Beginner's
Corner
November, 1938
THIS IS THE beginning of "The Beginner's Corner," set aside from the more
advanced discussions of the amateur telescope making hobby to be found
in the surrounding department, and it will endeavor to live its life on
the level of the average beginner, avoiding the more rarefied atmosphere
in which the advanced amateur telescope maker customarily dwells. Its
purpose is quite frankly to interest the new readers of Scientific American
in the telescope making hobby, which has been dealt with by this magazine
in nearly every number since 1926.
Actually
to tell here how to make a telescope would not be practicable, since that
would require too many words. This is told in detail in the book "Amateur
Telescope Making." However, four very simple telescopes of the kind sometimes
chosen by the beginner from those described in that book are shown above.
These telescopes
have no; tube, but a tube is not a necessity on a telescope. The long
column of wood pipe or other material, serves to support the large concave
glass mirror at its bottom, and at its top a crosswise member carries
a diagonal mirror and an eyepiece.
Such a telescope,
simple as it is, will magnify 50 diameters. Take, for example, the second
one shown above. Its builder, Ralph B. Rice, 17 Maple St., Saugus, Mass.,
says: "With this telescope the Moon is a wonderful study, Venus shows
a beautiful, clean-cut crescent, Jupiter lights up the eyepiece like a
sun, and Mars shows large and red."
The cost
of construction varies with the amount of materials which can be picked
up locally.

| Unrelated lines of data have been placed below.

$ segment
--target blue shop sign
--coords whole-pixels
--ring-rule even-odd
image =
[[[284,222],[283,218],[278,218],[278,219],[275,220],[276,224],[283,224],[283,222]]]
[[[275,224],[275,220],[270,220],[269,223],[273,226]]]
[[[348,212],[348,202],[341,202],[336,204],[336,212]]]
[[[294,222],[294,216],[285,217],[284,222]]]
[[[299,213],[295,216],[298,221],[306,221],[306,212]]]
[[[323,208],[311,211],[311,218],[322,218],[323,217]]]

A few have made such telescope for $8 or even less but it
is better to count on about twice that sum (which is, however, a conservative,
outside estimate).
In the surrounding
department there are shown, this month, photographs of a number of machines
for grinding mirrors. This may mislead the reader into the belief that
such aids are necessary. Far from this, machines are much the exception,
and most amateur, tyro or advanced, grind their mirrors by hand. At least
10,000 Scientific American readers have made their own telescopes.